For use with compatible, transvenous, left ventricular, pace/sense leads

The ACUITY Steerable Stylet is intended for delivery of the ACUITY Steerable Lead in the coronary veins. The stylets come in either soft or standard stiffness, and in three lengths (to match the ACUITY Steerable Lead lengths).

The stylet consists of a stainless steel wire with a polypropylene knob/cap assembly at the proximal end. The distal end of the wire has a taper and terminates in a bullet shaped tip. Both soft and standard stylets have the same base wire diameter. The difference in stiffness is due to a slight difference in the diameter within the taper at the distal end of the wire.

This document describes the ACUITY™ Steerable Stylet Accessory, a Class II medical device, and its substantial equivalence to predicate devices. The information provided is for regulatory clearance and focuses on device characteristics and testing to meet acceptance criteria, rather than a detailed study comparing its performance against specific clinical metrics.

Here's an analysis based on the provided text:

1. Table of Acceptance Criteria and Reported Device Performance:

The document broadly states that "Testing demonstrated that the ACUITY Steerable Stylet met the acceptance criteria." However, it does not provide a specific table of acceptance criteria with corresponding performance metrics. The information focuses on demonstrating substantial equivalence to existing predicate devices rather than proving specific clinical safety and effectiveness through quantified performance targets.

2. Sample Size Used for the Test Set and Data Provenance:

The document does not specify the sample size for any test set or the data provenance (e.g., country of origin, retrospective/prospective). The "Testing Data" section broadly states that "Testing demonstrated that the ACUITY Steerable Stylet met the acceptance criteria" without detailing the nature or scope of this testing.

3. Number of Experts Used to Establish the Ground Truth for the Test Set and Their Qualifications:

This information is not provided. The document is concerned with the physical and functional characteristics of a medical device (a stylet) for regulatory clearance, not with image interpretation or diagnostic performance that would typically involve establishing ground truth by medical experts.

4. Adjudication Method for the Test Set:

This information is not applicable and not provided. As mentioned above, the evaluation does not involve diagnostic interpretation or human reader performance that would necessitate an adjudication method.

5. If a Multi-Reader Multi-Case (MRMC) Comparative Effectiveness Study Was Done, and the Effect Size of How Much Human Readers Improve with AI vs. Without AI Assistance:

This information is not applicable and not provided. The device is a mechanical accessory (a stylet), not an AI-powered diagnostic tool. Therefore, an MRMC study or an assessment of AI assistance for human readers is irrelevant.
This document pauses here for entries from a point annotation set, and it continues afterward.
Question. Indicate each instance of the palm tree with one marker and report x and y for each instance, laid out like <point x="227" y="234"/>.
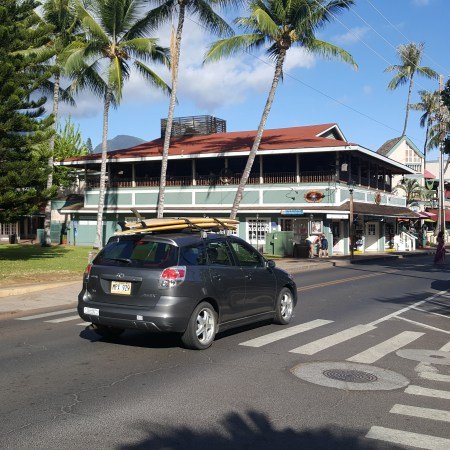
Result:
<point x="114" y="42"/>
<point x="59" y="16"/>
<point x="412" y="189"/>
<point x="210" y="20"/>
<point x="279" y="24"/>
<point x="429" y="104"/>
<point x="410" y="58"/>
6. If a Standalone (Algorithm Only Without Human-in-the-Loop Performance) Was Done:

This information is not applicable and not provided. The device is a physical stylet, not an algorithm, so standalone algorithm performance is not relevant.

7. The Type of Ground Truth Used:

This information is not provided. Given the nature of the device (a stylet), "ground truth" as typically understood in a diagnostic study (e.g., pathology, clinical outcomes) is not the primary focus. The focus is on physical and functional characteristics, and comparison to predicate devices, implying engineering and material testing rather than clinical outcome studies for establishing "ground truth."

8. The Sample Size for the Training Set:

This information is not applicable and not provided. The device is not an AI algorithm that requires a training set.

9. How the Ground Truth for the Training Set Was Established:

This information is not applicable and not provided. The device is not an AI algorithm that requires a training set or ground truth for its development.

Summary of the Study and Acceptance Criteria (Based on the Provided Text):

The "study" described is a premarket notification (510(k)) submission to the FDA, not a clinical trial or performance study as might be conducted for an AI diagnostic device. The core assertion made is of "substantial equivalence" to legally marketed predicate devices.

• Acceptance Criteria (Implied): The implied acceptance criteria are that the ACUITY™ Steerable Stylet Accessory possesses "technological characteristics such as Intended Use, material, nominal diameter, assembly, dispensing hoop design, package pouch, sterilization method, sterilization indicator, and shelf life" that are substantially equivalent to the predicate devices and that it meets unspecified internal "acceptance criteria" from internal testing. The ultimate acceptance criterion for the FDA is that the device is "substantially equivalent" to predicate devices, meaning it is as safe and effective.
• Reported Device Performance: The document states, "Testing demonstrated that the ACUITY Steerable Stylet met the acceptance criteria." It also lists the technological characteristics that were found to be substantially equivalent to the predicate devices. No specific quantitative performance metrics are provided.
• Study Type: This is a pre-market regulatory submission demonstrating substantial equivalence, not a clinical effectiveness study. It mentions internal "testing" but does not detail the methodology, sample sizes, or specific results of this testing. The focus is on comparing the new device's characteristics to those of established, legally marketed devices.